News:

Masm32 SDK description, downloads and other helpful links
Message to All Guests
NB: Posting URL's See here: Posted URL Change

Main Menu

PCRE lib anyone have examples of use?

Started by fearless, December 12, 2015, 07:08:42 AM

Previous topic - Next topic

fearless

Hi,

i was looking for regex stuff lately and came across this library and include file from the old masm forums: http://www.masmforum.com/board/index.php?topic=15846.0

Had a look at the example, but what im looking for is an example of matching files. I have a filespec that i think is compiled correctly, and the result returns 1, what im looking to do is to match all, and have it return > 1, or have some way to loop and call pcre_exec and then extract the substring that matches. so far ive not had any success. Ive used a lot of same variables as in the example posted in the topic above.


.DATA
szFileSpec              DB "^.+\.itm$",0 ; regex filespec to match for
szSubject               DB 'foo.itm foo.bar.itmbaz itm.txt plop.itm test.itm boo.itm',0,0 ;test string, ive tried it null terminated as well, so not sure what is the best option here
ovector                 dd 3*(17+1)  dup (0) ; 17 = number of subpatterns (...)
.DATA?
pszError                PBYTE ?
iszError                DD ?
hPCRE                   DD ?
hMATCH                  DD ?
LenSubject              DD ?
lpMatchString           DD ?


Compiling it i use this:
Invoke pcre_compile, Addr szFileSpec, PCRE_DUPNAMES, Addr pszError, Addr iszError,0
mov hPCRE, eax ; store compiled result in this variable for later use in match with pcre_exec


and the match im using:

        Invoke pcre_exec, hPCRE, 0, Addr szSubject, LenSubject, 0, 0, Addr ovector, 3*(17+1)
        mov hMATCH, eax
        PrintDec hMATCH ; shows as 1
        .IF hMATCH == PCRE_ERROR_NOMATCH
            PrintText 'PCRE_ERROR_NOMATCH'
        .ELSE
            PrintText 'PCRE_MATCH'
            ; tried using pcre_get_substring and other functions as defined in the inc to get the substring without success, only one that appears to work is:
            Invoke pcre_get_substring, Addr szSubject, Addr ovector, hMATCH, 0, Addr lpMatchString ; lpMatchString basically contains the full szSubject string
            ; any other value after the hMATCH part being > 0 doesnt contain pointer to any substring
            ; i went back and adjust szSubject to seperate the filenames with ',0,' to see if that would help, but only get and error in hMATCH, -2 = PCRE_ERROR_NULL
            ; thought of looping and calling pcre_exec and pcre_get_substring each time, but cant find a way of returning no of matched results into a variable for loop count.
        .ENDIF


Im wondering if anyone has any experience using this library and can point me in the right direction for matching all files that match compiled regex pattern and how to get a list of matched files out into a buffer or something so i can use elsewhere, or a working example perhaps? thanks in advance.


qWord

Where does the file names come from?
Finding several matches in one subject is not that simple (in general): in the source repository you can find the example pcredemo.c that shows how to proceed.

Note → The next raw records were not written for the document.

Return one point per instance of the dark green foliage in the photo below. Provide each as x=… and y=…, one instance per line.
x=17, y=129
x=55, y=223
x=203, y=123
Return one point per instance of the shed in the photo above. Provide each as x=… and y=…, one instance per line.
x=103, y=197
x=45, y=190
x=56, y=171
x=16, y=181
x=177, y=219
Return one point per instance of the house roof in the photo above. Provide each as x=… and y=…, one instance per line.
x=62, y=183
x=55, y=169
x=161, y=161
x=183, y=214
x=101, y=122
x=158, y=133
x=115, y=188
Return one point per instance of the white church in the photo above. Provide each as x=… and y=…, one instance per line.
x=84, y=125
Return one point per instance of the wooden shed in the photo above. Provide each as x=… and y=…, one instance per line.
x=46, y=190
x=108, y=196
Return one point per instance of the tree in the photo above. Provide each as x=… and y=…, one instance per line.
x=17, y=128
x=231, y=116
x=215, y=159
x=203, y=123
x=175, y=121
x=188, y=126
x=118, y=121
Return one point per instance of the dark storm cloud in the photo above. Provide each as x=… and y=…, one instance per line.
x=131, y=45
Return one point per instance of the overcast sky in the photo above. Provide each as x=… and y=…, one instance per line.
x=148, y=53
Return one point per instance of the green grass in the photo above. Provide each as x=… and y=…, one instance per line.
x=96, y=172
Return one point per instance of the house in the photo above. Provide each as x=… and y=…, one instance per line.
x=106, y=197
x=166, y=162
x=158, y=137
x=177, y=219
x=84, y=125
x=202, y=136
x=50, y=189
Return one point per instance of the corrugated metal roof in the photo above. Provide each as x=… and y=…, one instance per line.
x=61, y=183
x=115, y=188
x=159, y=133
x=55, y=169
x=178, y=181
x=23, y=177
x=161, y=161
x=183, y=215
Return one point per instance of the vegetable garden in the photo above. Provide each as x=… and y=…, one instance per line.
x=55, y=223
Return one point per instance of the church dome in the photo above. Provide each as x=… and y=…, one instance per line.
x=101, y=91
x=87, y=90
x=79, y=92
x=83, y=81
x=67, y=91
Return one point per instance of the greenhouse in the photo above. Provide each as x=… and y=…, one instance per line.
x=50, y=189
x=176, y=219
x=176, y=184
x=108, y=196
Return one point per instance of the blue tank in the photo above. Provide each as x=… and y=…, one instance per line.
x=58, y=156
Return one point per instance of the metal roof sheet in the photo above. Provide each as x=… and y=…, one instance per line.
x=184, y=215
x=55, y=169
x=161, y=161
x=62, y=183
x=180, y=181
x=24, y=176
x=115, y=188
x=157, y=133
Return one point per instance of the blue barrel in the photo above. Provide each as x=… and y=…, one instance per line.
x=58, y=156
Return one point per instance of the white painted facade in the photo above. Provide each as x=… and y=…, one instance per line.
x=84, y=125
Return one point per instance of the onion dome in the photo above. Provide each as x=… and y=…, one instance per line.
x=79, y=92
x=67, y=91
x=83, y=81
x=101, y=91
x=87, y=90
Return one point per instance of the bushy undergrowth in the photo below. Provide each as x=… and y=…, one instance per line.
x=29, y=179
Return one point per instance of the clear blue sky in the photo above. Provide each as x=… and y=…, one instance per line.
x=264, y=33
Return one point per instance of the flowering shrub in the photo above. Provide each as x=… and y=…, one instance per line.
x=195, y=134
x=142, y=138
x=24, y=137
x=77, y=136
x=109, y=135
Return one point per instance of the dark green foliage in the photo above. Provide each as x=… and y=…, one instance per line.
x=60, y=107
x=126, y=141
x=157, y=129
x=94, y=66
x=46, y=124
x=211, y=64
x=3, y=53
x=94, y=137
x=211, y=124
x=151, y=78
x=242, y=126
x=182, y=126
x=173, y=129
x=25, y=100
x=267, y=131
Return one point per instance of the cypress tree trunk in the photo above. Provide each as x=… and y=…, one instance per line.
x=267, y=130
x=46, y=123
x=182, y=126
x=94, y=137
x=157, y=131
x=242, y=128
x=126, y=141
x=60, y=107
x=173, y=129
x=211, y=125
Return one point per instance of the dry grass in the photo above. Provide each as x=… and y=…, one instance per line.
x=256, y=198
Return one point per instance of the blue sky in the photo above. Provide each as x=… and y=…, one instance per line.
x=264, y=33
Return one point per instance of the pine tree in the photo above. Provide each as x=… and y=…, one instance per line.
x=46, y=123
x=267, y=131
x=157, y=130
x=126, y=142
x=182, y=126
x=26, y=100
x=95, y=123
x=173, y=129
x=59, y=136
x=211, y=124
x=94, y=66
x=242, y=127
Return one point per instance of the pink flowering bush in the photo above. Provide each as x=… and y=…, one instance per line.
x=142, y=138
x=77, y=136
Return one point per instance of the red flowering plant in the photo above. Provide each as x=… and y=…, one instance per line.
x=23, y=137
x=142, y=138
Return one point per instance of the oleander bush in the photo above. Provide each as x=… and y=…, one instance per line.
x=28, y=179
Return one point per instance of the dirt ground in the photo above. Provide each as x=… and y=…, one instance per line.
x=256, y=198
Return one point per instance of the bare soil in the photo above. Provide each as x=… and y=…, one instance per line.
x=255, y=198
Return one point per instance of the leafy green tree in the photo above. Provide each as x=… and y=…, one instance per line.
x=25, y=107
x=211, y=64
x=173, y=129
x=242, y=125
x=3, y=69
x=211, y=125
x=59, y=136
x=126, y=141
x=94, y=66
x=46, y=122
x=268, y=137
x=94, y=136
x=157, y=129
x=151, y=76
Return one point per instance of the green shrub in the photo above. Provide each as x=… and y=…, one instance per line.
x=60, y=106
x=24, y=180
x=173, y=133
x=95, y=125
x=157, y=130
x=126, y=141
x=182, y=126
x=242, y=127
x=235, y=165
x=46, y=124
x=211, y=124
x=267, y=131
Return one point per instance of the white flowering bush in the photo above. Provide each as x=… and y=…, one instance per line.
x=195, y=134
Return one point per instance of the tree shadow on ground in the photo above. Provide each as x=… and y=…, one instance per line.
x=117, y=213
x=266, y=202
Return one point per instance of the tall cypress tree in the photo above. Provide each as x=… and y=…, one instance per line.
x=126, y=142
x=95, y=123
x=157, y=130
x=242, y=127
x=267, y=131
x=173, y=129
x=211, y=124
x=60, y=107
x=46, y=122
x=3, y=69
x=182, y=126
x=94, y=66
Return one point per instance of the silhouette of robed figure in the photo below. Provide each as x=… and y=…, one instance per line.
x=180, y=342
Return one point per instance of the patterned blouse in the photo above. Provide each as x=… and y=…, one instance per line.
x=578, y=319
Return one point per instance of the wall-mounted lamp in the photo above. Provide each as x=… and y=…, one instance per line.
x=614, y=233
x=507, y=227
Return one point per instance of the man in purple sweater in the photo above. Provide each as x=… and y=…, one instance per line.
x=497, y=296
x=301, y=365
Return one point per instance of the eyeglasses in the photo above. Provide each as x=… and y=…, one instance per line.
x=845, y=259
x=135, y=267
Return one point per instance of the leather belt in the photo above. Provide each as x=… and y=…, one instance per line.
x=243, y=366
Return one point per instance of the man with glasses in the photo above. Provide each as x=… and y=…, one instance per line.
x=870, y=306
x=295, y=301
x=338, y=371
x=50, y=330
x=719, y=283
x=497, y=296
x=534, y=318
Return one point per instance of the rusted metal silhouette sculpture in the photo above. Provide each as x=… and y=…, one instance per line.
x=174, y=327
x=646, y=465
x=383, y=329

For your case it might be simplified, because your pattern can't match empty strings, so you just have to update the start offset according to ovector[1].
If the file names does come from FindFirst/NextFile, things get much simpler, because you can match each file separately...
MREAL macros - when you need floating point arithmetic while assembling!

fearless

Hi qWord,

The filenames are from a script file that im parsing, the filespec for the prce is also in these scripts. I can collect the filenames together and put them into an array or as a space seperated string, or null terminated or anything. For testing id just put a few ('foo.itm foo.bar.itmbaz itm.txt plop.itm test.itm boo.itm') i was hoping to match in one long string. The test pcre is similar to *.itm but as i cant be sure they will all be so easy i might have to use the pcre to match them. Most of the examples i came across are equivalent to *.xxx but i cant really make that assumption just on the off chance one or two arent like that.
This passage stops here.